Conseil de la métropole du 15 décembre 2017

 

Monsieur le Président,

Mesdames, messieurs,

Cette délibération est importante. Elle est importante pour ce qu’elle dit mais aussi pour ce qu’elle ne dit pas. Mon intervention se divisera en deux temps. Le premier se félicitera des avancées qui se trouvent dans cette délibération. Le second temps concernera des motifs de vigilance sur l’évolution générale de ce projet. La position de notre groupe est cohérente sur ce point  : nous soutenons le principe du déclassement. Mais nous restons vigilants pour que gommer une erreur historique ne conduise pas à en créer une nouvelle. Nous restons vigilants à ce que les bénéfices attendus soient bien partagés par l’ensemble des habitants de la Métropole.

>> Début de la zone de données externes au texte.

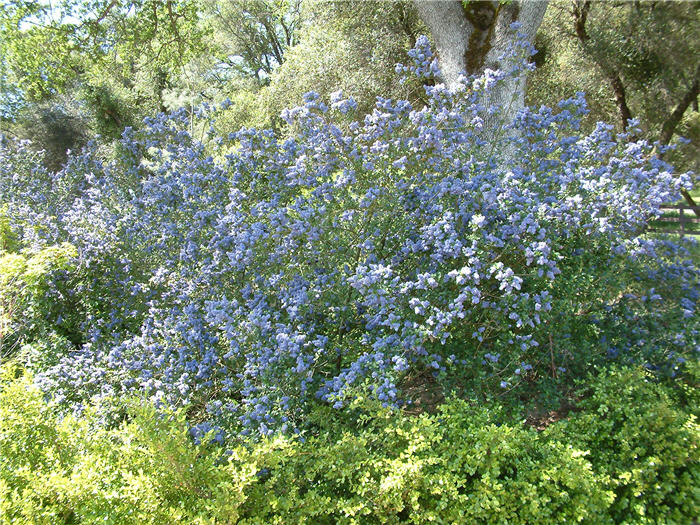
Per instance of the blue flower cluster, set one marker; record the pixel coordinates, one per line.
(252, 273)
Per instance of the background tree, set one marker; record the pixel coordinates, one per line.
(471, 36)
(632, 59)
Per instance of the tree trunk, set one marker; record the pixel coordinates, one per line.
(472, 36)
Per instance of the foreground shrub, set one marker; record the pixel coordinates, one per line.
(75, 470)
(256, 275)
(642, 447)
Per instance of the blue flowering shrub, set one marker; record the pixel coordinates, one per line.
(256, 275)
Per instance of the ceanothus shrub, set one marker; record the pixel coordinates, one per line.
(248, 275)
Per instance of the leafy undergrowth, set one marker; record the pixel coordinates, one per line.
(628, 453)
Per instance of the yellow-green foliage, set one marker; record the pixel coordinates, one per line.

A ce titre, je salue une évolution dans les objectifs affichés du projet. Je cite : «  mieux protéger les communes du trafic de transit et soulager le périphérique ou la rocade est ». Ce sont des signes forts pour les populations de ces territoires.

Nous nous félicitons aussi de l’avancée concrète illustrée par les mesures que nous allons voter aujourd’hui.

Créer des voies de covoiturage ou des voies dédiées aux bus, construire des aires de covoiturage, changer les panneaux de signalisation, toutes ces mesures ne vont pas changer à elles seules la nature du trafic. Il s’agit bien d’une première étape dans un processus plus vaste. Le déclassement et les mesures qui l’accompagnent ne sont qu’un premier pas vers une amélioration globale des déplacements.

Je l’ai dit lors de ma première intervention sur ce sujet, je le redis ce soir. En annonçant le déclassement de l’A6 et de l’A7, votre prédécesseur – qui est aussi le mien – a fait du point d’arrivée, le point de départ. Mais le chemin demeure toujours aussi long. Le calendrier présenté ce soir en est l’illustration.

Et pour atteindre le bout du chemin, il faut lever un certain nombre de doutes. J’ai des inquiétudes qui portent moins sur la délibération que sur le projet global. Dans la présentation faite aux élus et à la presse, j’ai apprécié les précisions apportées sur les mesures pour orienter le trafic de transit vers le contournement.

Mais je partage une partie des inquiétudes exprimées par les élus de l’est de l’agglomération. Si elles sont souvent légitimes, elles relèvent aussi parfois de la posture. Si Monsieur le Maire de Saint-Priest s’inquiète des projets pour le nœud de Manissieux, on l’entend moins sur l’A45 portée par Laurent Wauquiez. Son arrivée actuelle sur Lyon est une catastrophe pour la cohérence de notre stratégie de déplacement. Je l’ai dit à la ministre des Transports le 12 octobre dernier lors d’une réunion avec les parlementaires de la région sur ce sujet.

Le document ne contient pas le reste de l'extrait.